Report

Stay or go. The experience of female engineers in early career

Engineering can no longer afford to remain a sector in which women who join the profession are expected to change their personality in order to 'fit in' - Peter Finegold, Head of Education and Skills, Policy Research

With women accounting for only 9% of the engineering workforce, the UK needs to recruit more female engineers. However, it also needs to hold on to those it already has. To achieve this employers and universities must make the working environment and culture more conducive and comfortable for women, so that there is less of a need to support female engineers to adapt and cope with an unaccommodating environment

Within a few years of gaining an engineering degree, just under half of UK female engineering graduates will have left the profession. By contrast, at the same stage, two-thirds of male engineers remain in the sector.

Recommendations

  1. The engineering community should devise and promote the adoption of agreed quality benchmarks for retaining female engineers in early-to-mid career — building on existing best practice, such as the RICS Inclusive Employer Quality Mark. Employers must promote a message that no employee should feel a need to ‘toughen up’ to be successful in their career.
    [Women’s Engineering Society, professional engineering institutions, engineering companies]
  2. The engineering community needs to identify and emulate how the most-effective companies address career ‘flashpoints’, such as return to work after maternity leave, through implementing strategies that work both for female employees and the employer. [Semta, professional engineering institutions, engineering companies]
  3. Employers should consult all employees annually, and in confidence, on their views
    about the fairness of staff recognition, reward, professional support and work social activity – and, where necessary, implement changes to bring about improvement. [HR directors in engineering companies]
  4. The academic engineering community should carry out a UK-wide study to characterise the experience of being a university engineering undergraduate.
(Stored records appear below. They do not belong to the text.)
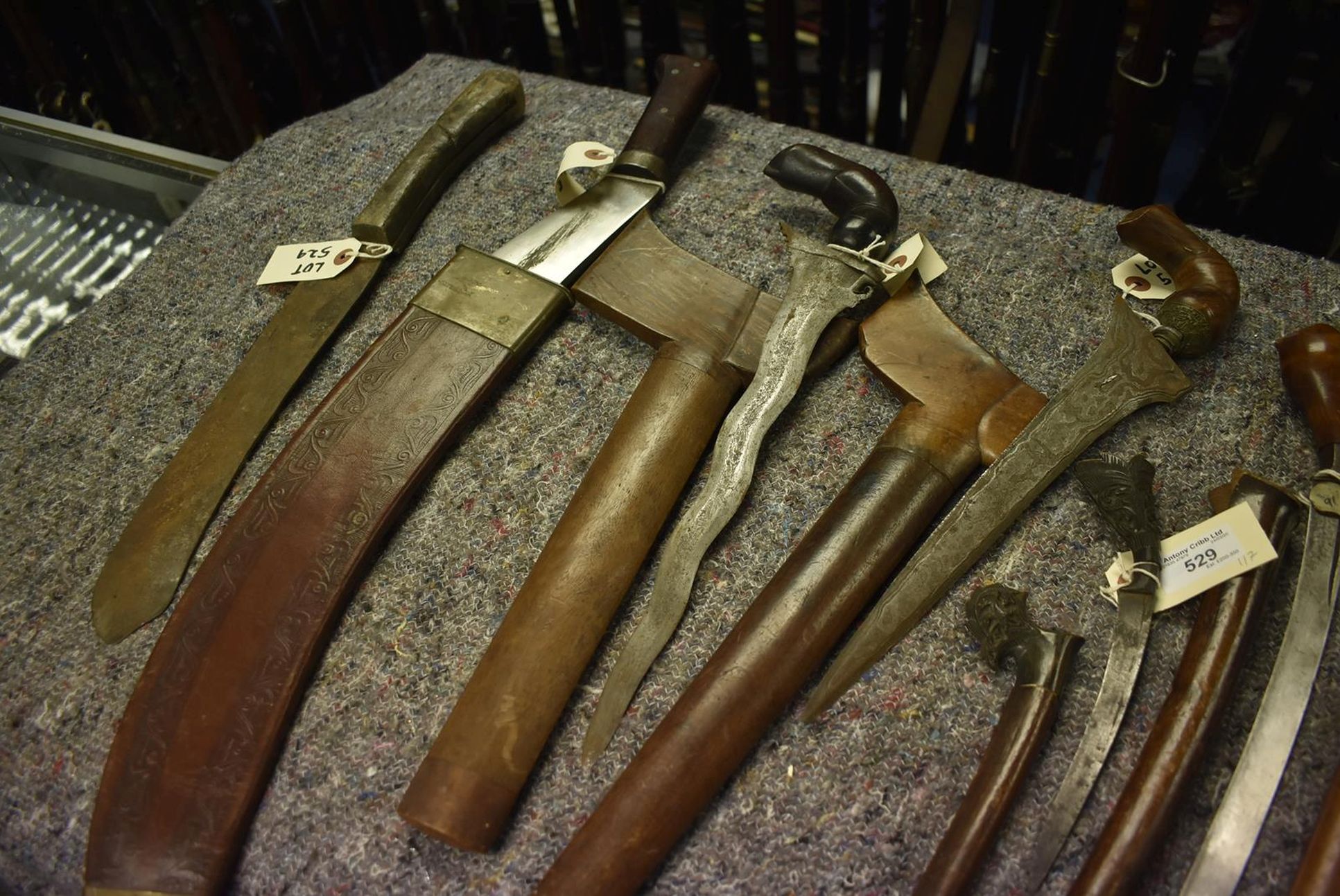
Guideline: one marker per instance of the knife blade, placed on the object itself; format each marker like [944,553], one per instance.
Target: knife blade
[1311,364]
[145,567]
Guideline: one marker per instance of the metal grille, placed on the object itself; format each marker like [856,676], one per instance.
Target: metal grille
[58,256]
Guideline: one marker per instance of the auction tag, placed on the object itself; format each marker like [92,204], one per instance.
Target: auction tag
[583,155]
[916,254]
[1225,545]
[1142,279]
[308,260]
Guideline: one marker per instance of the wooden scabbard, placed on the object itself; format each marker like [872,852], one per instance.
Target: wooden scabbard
[1201,689]
[467,787]
[1319,875]
[1025,722]
[195,749]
All Higher Education institutions should be encouraged to participate in the Athena SWAN charter which addresses all aspects of equality and diversity. [Engineering Professors’ Council, Deans of university engineering departments, professional engineering institutions Women’s Engineering Society]
  5. Careers education should be properly resourced to reflect its vital role in contributing to a successful Industrial Strategy. A quality national careers programme in schools would both encourage more women to pursue engineering and contribute to the reduction of attrition in early career.